From the foregoing, it will be appreciated that methods disclosed herein investigate the effect of accounting predictive uncertainty estimation in the training objective function towards model calibration under dataset shift, and utilize an approach that leverages the relationship between accuracy and uncertainty as an anchor for uncertainty calibration while training deep neural network classifiers (Bayesian and non-Bayesian). A differentiable proxy for Accuracy versus Uncertainty (AvU) measure and corresponding AvU loss function devised to obtain well-calibrated uncertainties is introduced, while maintaining or improving model accuracy. Additionally, a post-hoc model calibration extending the temperature scaling using AvU loss is described. Empirical evaluation of the proposed methods and their comparison with existing high-performing baselines on large-scale image classification tasks using a wide range of metrics demonstrates that the example approaches disclosed herein yield state-of-the-art model calibration even under distributional shift (data shift and out-of-distribution). Additionally, the distributional shift detection performance using predictive uncertainty estimates obtained from different methods is compared. As AI systems backed by deep learning are being introduced in safety-critical applications (e.g., autonomous vehicles, medical diagnosis, robotics, etc.), it is important for these systems to be explainable and trustworthy for successful deployment in real-world scenarios. Having the ability to derive uncertainty estimates provides an important advancement for AI systems based on deep learning. Furthermore, calibrated uncertainty quantification provides grounding for uncertainty measurements in such models, such that AI practitioners can better understand predictions for reliable decision-making (e.g., knowing “when to trust” and “when not to trust” the model predictions). Well-calibrated uncertainty measures can be used as input for building fair and trustworthy AI models that implement explainable behavior, which is critical for building AI systems that are robust to adversarial attacks and permit the overall advancement of self-learning systems.

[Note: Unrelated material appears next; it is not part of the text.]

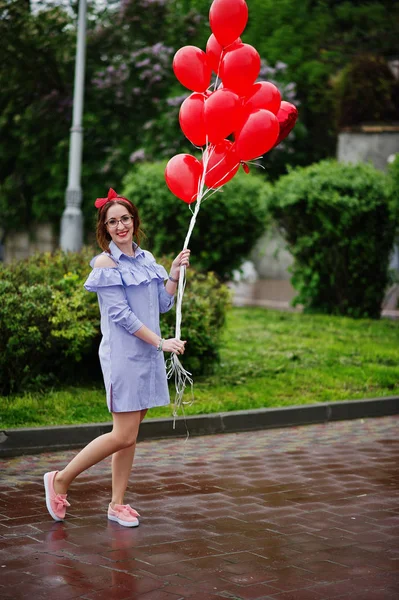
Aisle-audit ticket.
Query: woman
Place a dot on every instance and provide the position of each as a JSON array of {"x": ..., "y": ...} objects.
[{"x": 131, "y": 294}]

Example methods, apparatus, systems, and articles of manufacture to obtain well-calibrated uncertainty in deep neural networks are disclosed herein. Further examples and combinations thereof include the following:

Example 1 includes an apparatus comprising a loss function determiner to determine a differentiable accuracy versus uncertainty loss function for a machine learning model, a training controller to train the machine learning model, the training including performing an uncertainty calibration of the machine learning model using the loss function, and a post-hoc calibrator to optimize the loss function using temperature scaling to improve the uncertainty calibration of the trained machine learning model under distributional shift.

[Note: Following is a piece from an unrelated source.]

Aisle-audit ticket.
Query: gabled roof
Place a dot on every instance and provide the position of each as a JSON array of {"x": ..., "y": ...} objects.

Example 2 includes the apparatus of example 1, wherein the training controller is to train the model using the determined loss function in combination with negative evidence lower bound (ELBO) loss.

Example 3 includes the apparatus of example 2, further including a threshold identifier to determine an uncertainty threshold during an initial model training epoch, the model trained with the ELBO loss.

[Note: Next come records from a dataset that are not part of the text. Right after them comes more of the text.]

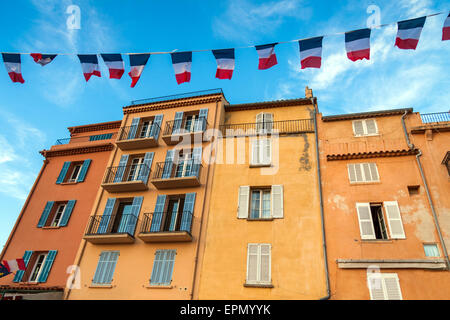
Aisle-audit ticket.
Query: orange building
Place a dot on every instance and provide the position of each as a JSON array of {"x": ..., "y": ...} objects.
[
  {"x": 50, "y": 226},
  {"x": 383, "y": 240}
]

Example 4 includes the apparatus of example 3, wherein the threshold identifier is to determine the uncertainty threshold based on a predictive uncertainty mean for accurate predictions or inaccurate predictions.

Example 5 includes the apparatus of example 1, wherein the training controller includes a stochastic model trainer or a deterministic model trainer.

Example 6 includes the apparatus of example 5, wherein the stochastic model trainer is to train a stochastic neural network using the determined loss function, the loss function based on a predictive distribution determined from stochastic forward passes during training.

Example 7 includes the apparatus of example 5, wherein the deterministic model trainer is to train a deterministic neural network using the determined loss function, the loss function based on a predictive uncertainty determined using entropy of softmax.

Example 8 includes the apparatus of example 1, wherein the post-hoc calibrator is to identify an optimal temperature while minimizing the loss function on hold-out validation data.

Example 9 includes the apparatus of example 1, wherein training output includes at least one of (1) a number of inaccurate and uncertain predictions, (2) a number of accurate and certain predictions, a number of inaccurate and certain predictions, or (3) a number of accurate and uncertain predictions.

Example 10 includes a method, comprising determining a differentiable accuracy versus uncertainty loss function for a machine learning model, training the machine learning model, the training including performing an uncertainty calibration of the machine learning model using the loss function, and optimizing the loss function using temperature scaling to improve the uncertainty calibration of the trained machine learning model under distributional shift.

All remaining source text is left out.